Мы двигались медленно, целым караваном, довольно-таки пышным. Мужчины ехали верхом, женщины — в крытых повозках. В придорожных селах останавливались, меняли коней. Я то ехал на коне вместе со взрослыми, а то пересаживался в повозку к матери. В десять лет я уже хорошо держался в седле и не боялся пускать коня в галоп. Иногда мы ночевали на открытом месте. В сумеречном воздухе вдали я различал очертания моей горы — моего Олимпа! Мы разжигали костры. В те дни я впервые принял участие в охоте. Отец любил охоту, держал отличных гончих псов и славился своими соколами. Но прежде он не брал меня на охоту. Я увидел теперь совсем близко, как сидит благородная птица, чья головка прикрыта кожаным колпачком, на согнутой в локте руке сокольничего, спрятанной в большую рукавицу. Вот колпачок сдернут и сокол молниевым камнем взмывает в небо. В этих местах водились куропатки, округлые птички, местные жители почитают их символом женской верности и преданности домашнему очагу. Приятных, домашних женщин они зовут «куропатками». Надо сказать, очень вкусное жаркое получалось из этих куропаток. Служанки хлопотали у костров под надзором моей матери и Пашши, матери Хасана; звенели медные котлы и сковородки, вкусно пахло супом и жарким. И эти звуки и запахи казались какими-то странными на открытом воздухе, когда вокруг зеленела трава, а вдали голубела горная вершина.
Однажды днем мы с отцом отъехали от остальных.
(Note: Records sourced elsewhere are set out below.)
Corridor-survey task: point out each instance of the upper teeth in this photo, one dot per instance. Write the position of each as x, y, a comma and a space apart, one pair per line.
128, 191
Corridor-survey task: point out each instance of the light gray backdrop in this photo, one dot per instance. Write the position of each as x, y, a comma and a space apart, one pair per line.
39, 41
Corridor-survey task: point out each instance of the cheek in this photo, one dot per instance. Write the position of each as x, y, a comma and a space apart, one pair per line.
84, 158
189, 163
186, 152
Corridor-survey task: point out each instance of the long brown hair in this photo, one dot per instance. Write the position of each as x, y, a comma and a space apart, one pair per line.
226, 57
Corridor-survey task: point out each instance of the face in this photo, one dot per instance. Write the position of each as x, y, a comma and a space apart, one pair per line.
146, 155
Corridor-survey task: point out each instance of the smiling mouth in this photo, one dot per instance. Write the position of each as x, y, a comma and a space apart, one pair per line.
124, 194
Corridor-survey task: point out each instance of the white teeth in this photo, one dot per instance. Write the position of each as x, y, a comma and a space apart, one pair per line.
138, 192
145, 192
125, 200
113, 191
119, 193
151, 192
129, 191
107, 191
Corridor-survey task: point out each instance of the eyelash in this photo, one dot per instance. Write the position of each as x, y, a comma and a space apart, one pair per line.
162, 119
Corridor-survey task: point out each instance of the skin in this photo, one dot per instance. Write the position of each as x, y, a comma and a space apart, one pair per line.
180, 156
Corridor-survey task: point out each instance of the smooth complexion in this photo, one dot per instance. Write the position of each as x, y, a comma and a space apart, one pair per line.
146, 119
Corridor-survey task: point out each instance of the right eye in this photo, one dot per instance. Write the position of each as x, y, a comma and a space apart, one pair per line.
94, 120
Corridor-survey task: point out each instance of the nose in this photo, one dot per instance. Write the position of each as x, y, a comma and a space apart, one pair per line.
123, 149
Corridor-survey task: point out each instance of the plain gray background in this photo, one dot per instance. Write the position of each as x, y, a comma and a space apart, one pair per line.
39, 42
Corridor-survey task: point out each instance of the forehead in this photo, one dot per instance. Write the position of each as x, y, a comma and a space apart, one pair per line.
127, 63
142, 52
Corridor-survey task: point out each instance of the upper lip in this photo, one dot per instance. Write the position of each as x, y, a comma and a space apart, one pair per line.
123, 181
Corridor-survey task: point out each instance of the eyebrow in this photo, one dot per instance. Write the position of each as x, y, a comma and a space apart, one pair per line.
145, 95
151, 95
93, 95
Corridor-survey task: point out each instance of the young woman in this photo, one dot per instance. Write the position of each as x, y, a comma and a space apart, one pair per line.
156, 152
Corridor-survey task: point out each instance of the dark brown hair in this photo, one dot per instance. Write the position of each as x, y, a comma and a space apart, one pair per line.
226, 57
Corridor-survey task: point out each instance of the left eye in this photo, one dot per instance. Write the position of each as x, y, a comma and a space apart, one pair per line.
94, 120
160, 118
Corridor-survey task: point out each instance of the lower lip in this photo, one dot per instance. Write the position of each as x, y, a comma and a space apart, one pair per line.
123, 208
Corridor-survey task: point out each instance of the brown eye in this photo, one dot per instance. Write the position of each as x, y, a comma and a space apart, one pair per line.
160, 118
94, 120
Солнце чудесно пригревало. Мы ехали шагом и молчали. Я вскоре понял, что отец направляет своего коня к определенной цели, что-то хочет показать мне.
Мы немного свернули с дороги и поехали по зеленой траве. Маслиновое деревце с тонким стволом и легкой шапкой листвы осеняло старый большой камень, выделанный в виде плиты. Плита эта была совсем старая, камень виделся каким-то изнуренным, какая-то старческая смиренная тоска ощущалась в нем. Отец спешился, за ним спешился и я.
— Вот, — сказал отец, — это могила Омира [1] Омир — Гомер — вариант произношения. (Примеч. пер.)
, — и замолчал.
Отец стоял, задумавшись. Кажется, ему было все равно, задам ли я ему какой-либо вопрос или же разделю его задумчивое молчание. Я рассматривал каменную плиту. Странно, что вначале я спросил о надписи на ней, а уж после — о том, кто он, этот Омир.
— Что здесь написано? — тихо спросил я.
— На языке эллинов здесь высечено «хайре», что означает и «прощай» и «радуйся», это слово всегда можно найти на древних эллинских надгробных плитах.
— «Прощай», — заметил я, — это понятно. Ведь мертвый уходит от живых! И это как будто с ним прощаются и он тоже будто обращается к тем людям, что прочтут надпись, и прощается с ними, с каждым отдельным человеком. Но я не понимаю, почему «радуйся»? Ведь это все же могила! Кто же радуется на могиле?
— Должно быть, это мертвый призывает живого: радуйся, пока живешь, радуйся жизни! А живой напутствует ушедшего: Радуйся в смерти, будь беспечален! — отец улыбнулся задумчиво.
Мне все это показалось каким-то красивым, до того красивым, что глаза чуть защипало, я сжал веки, сдерживая слезы.